Nel nuovo millennio il primo allarme mondiale è scattato nel 2003 per la Sars, acronimo di “Sindrome acuta respiratoria grave”, una forma atipica di polmonite apparsa per la prima volta nel novembre 2002 nella provincia del Guangdong in Cina. In un anno la Sars uccise 800 persone, tra cui il medico italiano Carlo Urbani, il primo a identificare il virus che lo ha poi stroncato. Venne classificata come epidemia e non come pandemia. Risale invece al 2009 l’impropriamente detta “influenza suina”, causato da un virus A H1N1. Enorme l’allarme anche in Italia, dove furono oltre un milione e mezzo le persone contagiate. La paura rientrò quando fu chiaro che il tasso di mortalità era inferiore anche a quello della normale influenza.
Covid-19
Il caso più recente di pandemia è quello del dicembre del 2019 quando, in Cina, compare un nuovo virus nella città di Wuhan: si tratta di un nuovo coronavirus, che provoca la malattia rinominata Covid-19 (dove “CO” sta per corona, “VI” per virus, “D” per disease e “19” indica l’anno in cui si è manifestata). I sintomi sono problemi respiratori e febbre. Nei casi più gravi l’infezione può portare a polmonite, sindrome respiratoria acuta grave (SARS), insufficienza renale e persino alla morte. Il virus si trasmette da persona a persona. L’11 gennaio 2020 è confermata la prima vittima nel Paese asiatico e il 13 il primo decesso fuori dai confini, in Thailandia. Poi si iniziano a registrare casi in tutto il mondo, dalla Francia agli Usa, passando per la Corea del Sud, il Giappone e l’India.

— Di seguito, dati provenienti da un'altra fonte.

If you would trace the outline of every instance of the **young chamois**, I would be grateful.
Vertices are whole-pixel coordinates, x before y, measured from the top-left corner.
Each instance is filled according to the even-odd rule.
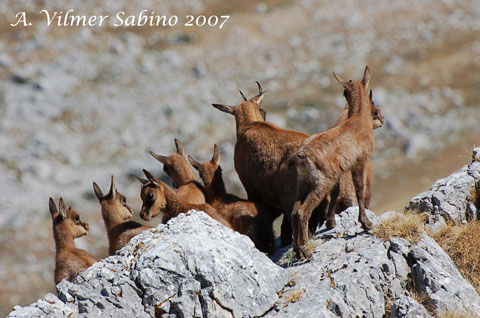
[[[140,197],[143,204],[140,211],[140,217],[145,221],[150,221],[158,214],[163,213],[162,223],[165,224],[171,218],[176,217],[180,213],[187,213],[194,209],[204,211],[211,218],[217,220],[223,225],[232,228],[231,224],[218,213],[218,211],[207,203],[192,204],[181,198],[172,188],[166,183],[157,180],[150,172],[143,170],[147,180],[136,177],[142,183]]]
[[[258,204],[227,193],[219,165],[218,146],[214,146],[211,160],[199,163],[189,155],[188,161],[198,170],[203,181],[207,203],[217,209],[235,231],[247,235],[260,251],[272,254],[275,247],[273,219],[262,213],[263,208]]]
[[[183,145],[175,138],[177,152],[170,156],[162,156],[150,151],[150,154],[163,163],[163,171],[172,179],[173,187],[177,189],[177,194],[193,204],[205,203],[205,193],[203,187],[197,182],[192,167],[185,159]]]
[[[331,202],[336,201],[343,173],[352,173],[360,223],[366,230],[372,227],[364,205],[365,162],[375,146],[372,102],[369,98],[370,71],[365,68],[361,82],[346,82],[335,73],[333,75],[345,89],[348,119],[307,138],[291,160],[291,166],[297,172],[296,199],[291,215],[293,249],[300,258],[311,257],[306,246],[308,222],[313,210],[330,194]],[[329,205],[326,219],[328,227],[335,226],[334,204]]]
[[[257,85],[258,95],[247,100],[241,93],[244,101],[237,106],[212,105],[235,116],[235,170],[245,187],[248,200],[266,207],[272,218],[284,215],[281,245],[285,246],[292,240],[290,213],[295,201],[295,184],[291,180],[296,175],[287,162],[309,135],[265,122],[265,111],[259,107],[265,92],[258,82]],[[342,116],[348,118],[347,111]],[[372,112],[376,122],[375,116]],[[349,188],[352,189],[353,184]],[[322,214],[322,207],[318,210],[316,214]]]
[[[87,222],[82,222],[77,212],[71,208],[65,209],[63,199],[60,198],[58,210],[53,199],[49,202],[50,215],[53,223],[53,238],[55,239],[55,285],[63,279],[75,281],[77,275],[95,263],[86,251],[75,248],[74,239],[88,233]]]
[[[108,236],[108,254],[113,255],[123,248],[135,235],[148,230],[150,226],[131,221],[132,209],[127,205],[127,199],[117,191],[115,183],[110,184],[110,191],[103,195],[100,187],[94,182],[93,191],[102,207],[102,217]]]
[[[385,123],[385,118],[381,110],[375,106],[375,103],[372,99],[372,90],[370,90],[370,101],[372,102],[372,116],[373,116],[373,129],[377,129],[383,126]],[[338,126],[340,123],[348,119],[348,107],[344,109],[338,118],[335,126]],[[364,171],[364,201],[365,208],[368,209],[370,206],[371,191],[370,186],[372,183],[372,164],[370,160],[365,162],[365,171]],[[351,173],[344,173],[340,177],[340,193],[335,205],[335,213],[340,213],[351,206],[358,205],[357,198],[355,196],[355,186],[353,185],[353,179]]]

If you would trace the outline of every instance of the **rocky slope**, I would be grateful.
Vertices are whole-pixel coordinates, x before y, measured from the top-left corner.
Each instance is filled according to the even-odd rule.
[[[433,229],[443,218],[466,221],[479,202],[479,150],[407,208],[421,207]],[[396,214],[368,211],[374,224]],[[318,230],[311,260],[284,249],[276,265],[246,236],[191,211],[138,235],[75,283],[63,281],[58,297],[9,317],[480,317],[480,296],[425,232],[418,242],[384,240],[357,219],[358,208],[347,209],[334,229]],[[478,220],[476,210],[469,219]]]
[[[432,229],[446,222],[462,224],[480,220],[480,147],[473,149],[472,163],[437,180],[429,191],[412,198],[406,210],[425,212]]]
[[[63,281],[58,298],[8,317],[429,317],[425,307],[480,317],[480,296],[433,239],[384,241],[357,218],[357,208],[344,211],[335,229],[316,235],[312,260],[288,250],[282,269],[247,237],[190,212],[140,234],[74,284]]]
[[[143,7],[231,19],[221,31],[58,28],[38,14]],[[19,11],[33,27],[8,26]],[[475,0],[0,1],[0,316],[54,291],[50,196],[88,220],[77,244],[102,258],[107,239],[92,181],[107,186],[114,174],[139,210],[132,173],[161,171],[148,149],[167,154],[177,137],[209,158],[218,143],[227,187],[241,193],[233,119],[210,103],[238,103],[237,90],[253,94],[254,80],[268,90],[269,120],[313,133],[344,105],[331,72],[358,78],[369,64],[386,118],[375,132],[377,176],[480,134],[479,12]]]
[[[9,317],[262,316],[289,280],[247,237],[190,212]]]

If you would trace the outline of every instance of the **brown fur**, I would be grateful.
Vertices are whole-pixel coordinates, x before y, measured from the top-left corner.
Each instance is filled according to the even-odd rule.
[[[253,202],[227,193],[219,165],[220,154],[214,146],[213,157],[204,163],[197,162],[188,156],[188,161],[198,170],[205,187],[207,202],[232,224],[233,229],[247,235],[262,252],[274,252],[273,219],[263,208]]]
[[[89,225],[80,220],[77,212],[71,208],[65,209],[62,198],[60,198],[58,210],[55,202],[50,198],[49,208],[56,247],[55,285],[63,279],[73,282],[78,274],[97,261],[86,251],[76,248],[74,243],[74,239],[88,233]]]
[[[296,175],[295,171],[288,167],[287,162],[309,135],[265,122],[259,107],[263,93],[260,90],[257,96],[250,100],[244,98],[245,101],[237,106],[221,104],[213,104],[213,106],[235,116],[237,134],[234,153],[235,170],[249,200],[266,207],[272,218],[281,214],[286,216],[282,223],[281,234],[281,244],[285,246],[291,242],[289,221],[295,200],[293,197],[295,185],[291,180],[294,180]],[[342,116],[345,119],[348,118],[348,109]],[[375,119],[375,114],[372,113],[372,116]],[[381,113],[377,114],[377,117],[379,116],[383,120]],[[350,196],[351,194],[348,197]]]
[[[132,237],[148,230],[151,226],[142,225],[131,221],[132,209],[127,205],[127,199],[115,189],[113,181],[110,191],[103,195],[100,187],[94,182],[93,190],[102,207],[102,217],[107,229],[108,254],[113,255],[116,251],[127,245]]]
[[[160,213],[163,213],[162,223],[165,224],[171,218],[180,213],[187,213],[189,210],[204,211],[211,218],[223,225],[232,228],[232,225],[218,213],[210,204],[192,204],[178,196],[178,194],[164,182],[157,180],[150,172],[143,170],[148,180],[137,177],[143,184],[140,192],[143,204],[140,217],[150,221]]]
[[[385,118],[381,110],[375,106],[375,103],[372,99],[372,90],[370,90],[370,101],[372,102],[372,118],[373,118],[373,129],[377,129],[383,126],[385,123]],[[342,122],[348,119],[348,107],[345,108],[340,114],[335,126],[340,125]],[[334,127],[335,127],[334,126]],[[370,206],[371,190],[370,186],[372,183],[372,164],[370,160],[365,162],[365,171],[364,171],[364,183],[365,183],[365,192],[364,192],[364,202],[365,208],[368,209]],[[357,198],[355,196],[355,186],[353,185],[353,179],[351,173],[344,173],[340,177],[340,193],[335,205],[335,213],[340,213],[351,206],[358,205]]]
[[[331,200],[335,202],[338,195],[335,189],[343,173],[352,172],[360,223],[364,229],[372,226],[364,205],[365,163],[375,146],[372,102],[368,97],[370,71],[365,68],[361,82],[345,82],[337,75],[335,77],[345,88],[349,118],[334,128],[307,138],[292,160],[297,171],[297,194],[291,216],[293,248],[301,258],[311,256],[306,248],[310,216],[330,193],[333,193]],[[329,205],[326,219],[327,227],[335,226],[334,204]]]
[[[177,152],[168,157],[153,151],[150,151],[150,154],[163,163],[163,171],[170,176],[173,187],[181,198],[193,204],[205,203],[203,187],[197,182],[195,173],[185,159],[183,145],[178,139],[175,139],[175,146]]]

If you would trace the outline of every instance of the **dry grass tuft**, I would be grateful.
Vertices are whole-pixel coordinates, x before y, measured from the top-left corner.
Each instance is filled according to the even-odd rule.
[[[378,223],[373,229],[373,234],[386,241],[392,236],[398,236],[416,244],[422,238],[424,221],[423,213],[407,212],[395,215]]]
[[[429,235],[447,252],[463,277],[480,293],[480,222],[447,225]]]

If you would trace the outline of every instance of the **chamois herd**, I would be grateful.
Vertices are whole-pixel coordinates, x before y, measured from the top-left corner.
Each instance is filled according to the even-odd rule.
[[[368,67],[361,81],[333,76],[344,89],[347,107],[333,128],[313,135],[266,121],[260,108],[265,91],[258,82],[258,94],[248,99],[240,91],[243,102],[237,106],[212,104],[235,116],[234,165],[248,200],[225,189],[217,145],[212,159],[201,163],[190,155],[187,161],[183,145],[175,139],[176,152],[168,157],[150,151],[163,164],[175,189],[143,170],[145,178],[136,176],[142,184],[140,217],[149,221],[161,213],[162,223],[166,223],[190,209],[205,211],[270,254],[275,245],[273,221],[283,215],[281,245],[293,241],[299,258],[311,257],[307,246],[315,229],[324,222],[327,228],[335,227],[335,213],[347,207],[358,204],[359,222],[365,230],[370,229],[365,209],[370,201],[370,155],[375,146],[372,131],[383,125],[384,118],[372,100]],[[131,220],[132,209],[116,190],[113,176],[108,193],[95,182],[93,190],[101,206],[110,255],[150,228]],[[50,198],[49,207],[56,244],[55,283],[73,281],[96,262],[74,244],[75,238],[88,233],[89,225],[77,212],[66,209],[62,198],[58,208]]]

Fino ad arrivare all’Italia, dove a fine gennaio si registrano i primi due casi: si tratta di due turisti cinesi che sono stati ricoverati in isolamento all’ospedale Spallanzani. Il 30 gennaio l’Oms dichiara l’emergenza globale. I contagi continuano a salire e nel momento in cui l’Oms la dichiara ufficialmente una pandemia, se ne contano oltre 126mila con più di 4mila morti, la maggior parte dei quali in Cina. In Italia, i focolai maggiori sono nel Lodigiano e in Veneto, ma presto si hanno notizie di migliaia di casi su buona parte del territorio nazionale. I morti centinaia, la maggior parte anziani e con patologie pregresse. I Paesi, compresa l’Italia, limitano i viaggi e prendono provvedimenti per la chiusura di spazi pubblici e – come nel caso italiano – di tutte le scuole. In seguito, con un nuovo decreto, vengono garantiti esclusivamente alimentari, farmacie, trasporti e servizi essenziali come quelli postali e finanziari.